The straw chamber planes are designated as X, U, and V planes. The central ray defines the z axis. X wires measure position along the dispersive direction. The UV coordinate system is created by a 45 degree rotation in the transverse plane of the XY coordinate system, with +U between the +X and +Y axes, and +V between the +Y and -X axes.

The straw chamber operation is described in the following paragraphs.

When a charged particle passes through the chamber in typical Jefferson Lab operating conditions, there will be about 30 primary ionizations of gas molecules. Positive high voltage of about 1.8 - 1.9 kV is applied to the wire in the center of each straw. Electrons from the ionizations drift towards the wire. When the electrons get within about 100 $\mu$ of the wire, the gain in energy between collisions with gas molecules is sufficient that gas molecules are further ionized in collisions.

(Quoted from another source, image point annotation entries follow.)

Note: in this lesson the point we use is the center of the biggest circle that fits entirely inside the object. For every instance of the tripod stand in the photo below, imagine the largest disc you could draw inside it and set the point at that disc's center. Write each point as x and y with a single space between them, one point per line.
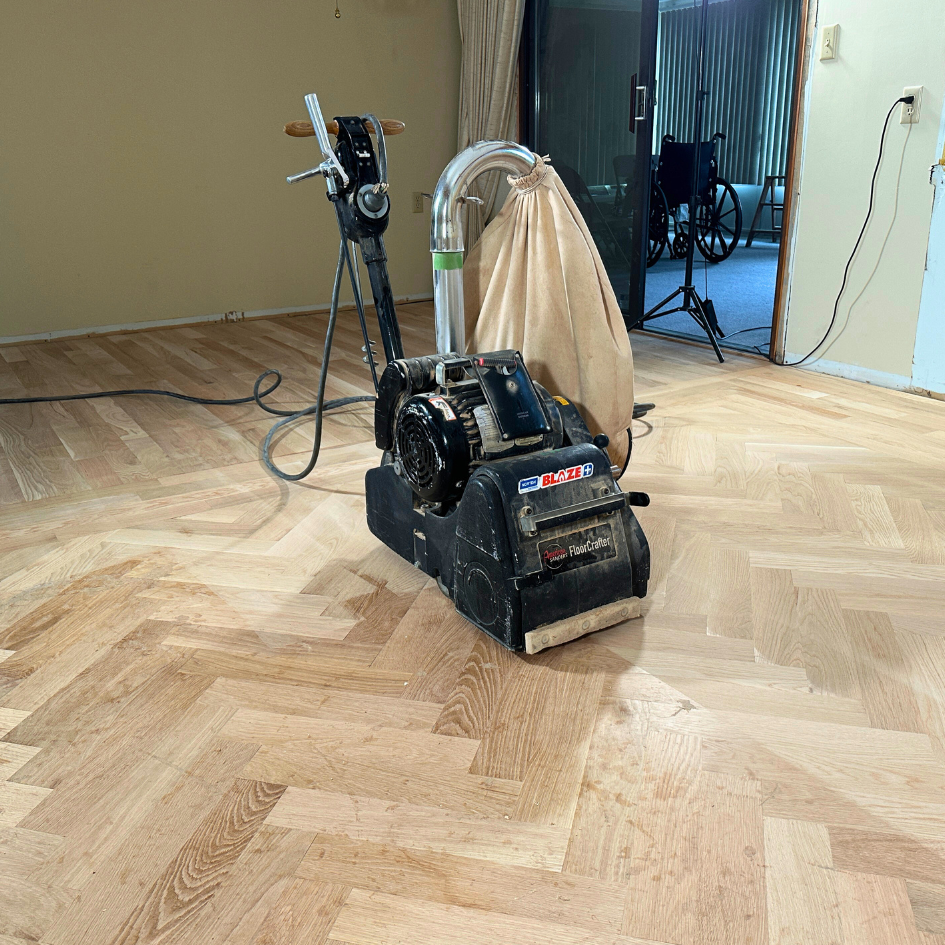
702 311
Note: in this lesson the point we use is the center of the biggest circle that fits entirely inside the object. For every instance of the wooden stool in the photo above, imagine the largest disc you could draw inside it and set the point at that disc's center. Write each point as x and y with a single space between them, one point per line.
768 200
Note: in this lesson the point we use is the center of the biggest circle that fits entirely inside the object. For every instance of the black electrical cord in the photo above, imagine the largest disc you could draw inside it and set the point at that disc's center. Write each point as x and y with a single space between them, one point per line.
906 100
318 408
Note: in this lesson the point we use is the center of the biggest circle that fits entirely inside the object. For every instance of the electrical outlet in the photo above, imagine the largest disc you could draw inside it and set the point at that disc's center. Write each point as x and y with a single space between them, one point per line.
910 113
829 38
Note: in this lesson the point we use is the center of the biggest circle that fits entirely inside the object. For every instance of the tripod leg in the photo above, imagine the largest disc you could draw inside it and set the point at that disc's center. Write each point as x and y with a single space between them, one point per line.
704 323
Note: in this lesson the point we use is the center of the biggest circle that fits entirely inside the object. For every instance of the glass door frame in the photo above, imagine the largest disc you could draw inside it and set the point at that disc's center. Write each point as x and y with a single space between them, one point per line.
529 130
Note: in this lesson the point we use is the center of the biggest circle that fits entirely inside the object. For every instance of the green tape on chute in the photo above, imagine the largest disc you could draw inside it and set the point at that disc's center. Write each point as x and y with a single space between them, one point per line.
447 260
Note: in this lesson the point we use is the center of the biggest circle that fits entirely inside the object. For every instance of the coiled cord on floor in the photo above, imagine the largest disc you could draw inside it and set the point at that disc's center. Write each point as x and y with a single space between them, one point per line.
318 408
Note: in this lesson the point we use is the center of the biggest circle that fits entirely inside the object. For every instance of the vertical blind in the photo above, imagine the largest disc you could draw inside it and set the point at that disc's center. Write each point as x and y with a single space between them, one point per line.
750 53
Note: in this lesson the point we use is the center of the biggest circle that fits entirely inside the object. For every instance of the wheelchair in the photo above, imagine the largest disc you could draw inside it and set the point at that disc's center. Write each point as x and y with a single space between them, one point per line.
718 216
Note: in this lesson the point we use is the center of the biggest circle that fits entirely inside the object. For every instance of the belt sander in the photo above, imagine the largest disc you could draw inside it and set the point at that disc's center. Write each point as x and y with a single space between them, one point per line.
489 483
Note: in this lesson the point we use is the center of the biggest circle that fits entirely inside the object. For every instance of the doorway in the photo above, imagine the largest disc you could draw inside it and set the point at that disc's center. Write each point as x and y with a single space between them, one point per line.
588 71
609 82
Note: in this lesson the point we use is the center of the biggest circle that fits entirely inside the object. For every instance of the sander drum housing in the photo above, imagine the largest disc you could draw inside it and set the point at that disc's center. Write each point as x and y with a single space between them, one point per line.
498 491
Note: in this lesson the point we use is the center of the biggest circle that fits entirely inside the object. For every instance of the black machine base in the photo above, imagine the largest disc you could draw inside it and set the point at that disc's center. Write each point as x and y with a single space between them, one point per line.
533 540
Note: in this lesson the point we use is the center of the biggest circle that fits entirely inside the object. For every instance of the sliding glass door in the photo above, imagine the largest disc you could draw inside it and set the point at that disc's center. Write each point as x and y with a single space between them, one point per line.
588 103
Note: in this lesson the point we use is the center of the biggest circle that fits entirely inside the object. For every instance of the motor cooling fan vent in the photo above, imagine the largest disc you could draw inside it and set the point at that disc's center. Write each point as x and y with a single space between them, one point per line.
416 448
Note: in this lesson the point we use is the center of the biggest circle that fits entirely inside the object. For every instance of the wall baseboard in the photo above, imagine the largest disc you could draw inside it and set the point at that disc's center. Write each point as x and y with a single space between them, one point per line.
188 320
854 372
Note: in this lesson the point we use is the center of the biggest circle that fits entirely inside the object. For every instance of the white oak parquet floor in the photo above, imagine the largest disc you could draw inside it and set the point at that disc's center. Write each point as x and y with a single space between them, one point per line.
227 714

This leads to an avalanche, and a gain of about 10$^5$ per primary ionization under the conditions in which the FPP is run.

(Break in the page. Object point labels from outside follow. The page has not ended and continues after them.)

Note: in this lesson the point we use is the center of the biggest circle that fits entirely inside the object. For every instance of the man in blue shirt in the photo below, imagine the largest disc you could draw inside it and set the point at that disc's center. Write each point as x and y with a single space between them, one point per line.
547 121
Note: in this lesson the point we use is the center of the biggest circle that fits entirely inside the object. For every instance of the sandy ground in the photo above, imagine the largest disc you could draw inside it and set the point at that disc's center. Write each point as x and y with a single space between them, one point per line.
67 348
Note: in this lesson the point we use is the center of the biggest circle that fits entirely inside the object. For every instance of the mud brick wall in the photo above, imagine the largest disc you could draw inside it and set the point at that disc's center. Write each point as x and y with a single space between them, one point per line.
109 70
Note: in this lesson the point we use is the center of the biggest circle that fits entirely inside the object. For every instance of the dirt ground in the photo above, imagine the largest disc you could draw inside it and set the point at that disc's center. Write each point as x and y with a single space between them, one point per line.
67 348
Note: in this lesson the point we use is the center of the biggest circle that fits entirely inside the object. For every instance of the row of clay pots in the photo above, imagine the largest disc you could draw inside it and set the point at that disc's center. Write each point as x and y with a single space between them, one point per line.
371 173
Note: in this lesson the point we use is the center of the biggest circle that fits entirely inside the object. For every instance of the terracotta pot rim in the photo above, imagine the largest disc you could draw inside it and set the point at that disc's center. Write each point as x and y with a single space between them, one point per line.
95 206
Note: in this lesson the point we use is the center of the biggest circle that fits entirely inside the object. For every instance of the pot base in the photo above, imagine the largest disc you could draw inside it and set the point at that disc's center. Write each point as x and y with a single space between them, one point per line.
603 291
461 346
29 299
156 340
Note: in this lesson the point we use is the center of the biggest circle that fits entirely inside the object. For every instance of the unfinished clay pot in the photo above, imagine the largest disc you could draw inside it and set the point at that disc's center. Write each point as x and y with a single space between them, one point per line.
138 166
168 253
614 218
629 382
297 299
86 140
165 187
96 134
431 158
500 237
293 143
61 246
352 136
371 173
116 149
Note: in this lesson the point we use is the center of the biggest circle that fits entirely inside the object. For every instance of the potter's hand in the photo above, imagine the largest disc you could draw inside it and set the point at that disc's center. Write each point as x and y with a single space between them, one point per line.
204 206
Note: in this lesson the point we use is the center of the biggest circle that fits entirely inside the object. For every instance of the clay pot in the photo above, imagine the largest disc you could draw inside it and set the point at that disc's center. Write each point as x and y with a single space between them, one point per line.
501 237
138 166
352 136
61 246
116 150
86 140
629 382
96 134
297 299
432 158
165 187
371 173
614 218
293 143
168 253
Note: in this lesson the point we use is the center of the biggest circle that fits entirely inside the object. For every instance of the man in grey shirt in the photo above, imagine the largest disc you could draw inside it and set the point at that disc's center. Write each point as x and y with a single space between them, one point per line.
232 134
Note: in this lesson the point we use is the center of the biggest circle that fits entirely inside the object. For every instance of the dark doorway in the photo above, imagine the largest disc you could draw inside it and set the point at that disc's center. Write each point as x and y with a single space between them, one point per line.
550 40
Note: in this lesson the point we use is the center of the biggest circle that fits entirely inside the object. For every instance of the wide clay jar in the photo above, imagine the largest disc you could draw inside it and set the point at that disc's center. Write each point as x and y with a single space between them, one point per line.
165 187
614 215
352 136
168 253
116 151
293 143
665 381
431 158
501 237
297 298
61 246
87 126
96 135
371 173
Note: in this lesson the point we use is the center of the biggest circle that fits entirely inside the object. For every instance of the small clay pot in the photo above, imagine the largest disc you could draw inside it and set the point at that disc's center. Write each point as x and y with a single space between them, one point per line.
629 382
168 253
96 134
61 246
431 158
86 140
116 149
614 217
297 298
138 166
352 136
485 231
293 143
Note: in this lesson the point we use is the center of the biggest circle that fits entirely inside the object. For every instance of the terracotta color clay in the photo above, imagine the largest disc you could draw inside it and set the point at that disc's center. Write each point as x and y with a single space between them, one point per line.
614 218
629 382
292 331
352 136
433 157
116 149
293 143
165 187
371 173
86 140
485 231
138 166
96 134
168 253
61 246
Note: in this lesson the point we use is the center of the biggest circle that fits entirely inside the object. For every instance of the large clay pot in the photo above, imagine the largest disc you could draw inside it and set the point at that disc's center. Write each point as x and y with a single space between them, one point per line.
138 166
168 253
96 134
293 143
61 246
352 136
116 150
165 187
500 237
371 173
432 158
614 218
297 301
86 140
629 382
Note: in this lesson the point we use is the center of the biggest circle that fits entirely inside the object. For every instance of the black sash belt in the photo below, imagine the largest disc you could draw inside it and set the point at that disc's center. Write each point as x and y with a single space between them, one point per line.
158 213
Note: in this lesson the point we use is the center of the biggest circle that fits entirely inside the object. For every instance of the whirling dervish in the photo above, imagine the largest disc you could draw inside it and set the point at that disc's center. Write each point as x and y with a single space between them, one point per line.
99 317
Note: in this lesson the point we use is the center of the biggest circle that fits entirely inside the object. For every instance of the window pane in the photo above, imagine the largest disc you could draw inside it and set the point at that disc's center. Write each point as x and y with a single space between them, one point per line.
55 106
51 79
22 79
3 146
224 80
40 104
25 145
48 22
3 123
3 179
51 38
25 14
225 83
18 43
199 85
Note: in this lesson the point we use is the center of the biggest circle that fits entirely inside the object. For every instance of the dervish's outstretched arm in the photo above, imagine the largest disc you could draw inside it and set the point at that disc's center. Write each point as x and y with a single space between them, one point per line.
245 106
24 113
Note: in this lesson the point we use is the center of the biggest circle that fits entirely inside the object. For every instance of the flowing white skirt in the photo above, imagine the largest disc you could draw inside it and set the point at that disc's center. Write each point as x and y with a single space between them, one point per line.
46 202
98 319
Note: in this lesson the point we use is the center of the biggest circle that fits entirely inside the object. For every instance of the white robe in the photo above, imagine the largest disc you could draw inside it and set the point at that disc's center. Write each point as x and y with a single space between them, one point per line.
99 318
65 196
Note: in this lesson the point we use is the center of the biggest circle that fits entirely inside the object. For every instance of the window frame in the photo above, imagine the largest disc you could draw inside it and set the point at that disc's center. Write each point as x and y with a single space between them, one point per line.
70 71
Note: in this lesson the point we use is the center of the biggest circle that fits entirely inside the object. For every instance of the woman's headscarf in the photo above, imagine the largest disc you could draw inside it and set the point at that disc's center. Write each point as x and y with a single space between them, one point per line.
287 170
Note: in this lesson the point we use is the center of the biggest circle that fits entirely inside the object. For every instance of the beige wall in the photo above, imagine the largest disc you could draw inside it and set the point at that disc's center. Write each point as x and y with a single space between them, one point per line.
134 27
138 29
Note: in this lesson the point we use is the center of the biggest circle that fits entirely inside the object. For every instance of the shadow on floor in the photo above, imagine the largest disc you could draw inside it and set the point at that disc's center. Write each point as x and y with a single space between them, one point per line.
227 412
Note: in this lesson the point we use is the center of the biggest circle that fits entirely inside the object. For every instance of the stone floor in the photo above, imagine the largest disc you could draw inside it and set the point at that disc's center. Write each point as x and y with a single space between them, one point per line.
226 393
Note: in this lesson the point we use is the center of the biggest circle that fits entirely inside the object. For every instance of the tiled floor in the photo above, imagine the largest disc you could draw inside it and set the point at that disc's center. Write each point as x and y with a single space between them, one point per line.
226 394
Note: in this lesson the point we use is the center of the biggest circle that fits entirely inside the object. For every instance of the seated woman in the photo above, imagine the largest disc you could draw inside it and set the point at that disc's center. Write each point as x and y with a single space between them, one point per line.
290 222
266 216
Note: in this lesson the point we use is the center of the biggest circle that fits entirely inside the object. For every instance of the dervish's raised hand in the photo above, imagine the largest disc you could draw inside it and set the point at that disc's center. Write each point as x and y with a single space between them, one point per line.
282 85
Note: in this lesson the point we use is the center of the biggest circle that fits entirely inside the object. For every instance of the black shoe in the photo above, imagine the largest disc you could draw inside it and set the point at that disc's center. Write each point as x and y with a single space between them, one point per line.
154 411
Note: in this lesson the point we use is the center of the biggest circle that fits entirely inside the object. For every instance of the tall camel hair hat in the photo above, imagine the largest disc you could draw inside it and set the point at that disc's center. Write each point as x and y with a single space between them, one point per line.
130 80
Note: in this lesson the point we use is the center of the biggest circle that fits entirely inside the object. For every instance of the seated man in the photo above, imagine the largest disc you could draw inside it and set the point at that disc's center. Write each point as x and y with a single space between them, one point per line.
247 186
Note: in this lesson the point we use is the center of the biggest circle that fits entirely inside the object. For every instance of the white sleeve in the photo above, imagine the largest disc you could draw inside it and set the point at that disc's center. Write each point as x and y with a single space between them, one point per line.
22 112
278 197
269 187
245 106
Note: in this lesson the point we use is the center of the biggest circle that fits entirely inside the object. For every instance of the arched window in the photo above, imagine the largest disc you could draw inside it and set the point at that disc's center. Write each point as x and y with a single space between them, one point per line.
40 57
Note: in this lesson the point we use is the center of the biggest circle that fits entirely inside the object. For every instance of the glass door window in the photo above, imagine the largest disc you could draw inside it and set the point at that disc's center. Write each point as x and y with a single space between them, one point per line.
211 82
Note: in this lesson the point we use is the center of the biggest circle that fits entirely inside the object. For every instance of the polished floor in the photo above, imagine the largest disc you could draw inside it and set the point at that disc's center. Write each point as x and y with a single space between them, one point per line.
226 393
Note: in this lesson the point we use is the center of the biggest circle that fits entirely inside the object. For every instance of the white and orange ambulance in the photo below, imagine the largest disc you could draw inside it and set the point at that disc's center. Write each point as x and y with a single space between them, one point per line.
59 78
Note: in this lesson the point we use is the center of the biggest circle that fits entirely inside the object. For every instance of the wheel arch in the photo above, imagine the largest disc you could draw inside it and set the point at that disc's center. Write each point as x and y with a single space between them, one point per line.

The movement of the positive and negative ions leads to a voltage drop on the wire, or equivalently to a negative analog signal. The analog signal is about 20 ns long, with a (negative) peak current of about 40 $\mu$A, and propagates towards each end of the straw. At one end of each straw is a board that supplies high voltage (see Figure 5.18); impedance matching on this board, with a 1500 pF capacitor and a 370 $\Omega$ resistor, reduces reflection of the signal.

Figure 5.18: Circuit diagram for the high voltage / termination board.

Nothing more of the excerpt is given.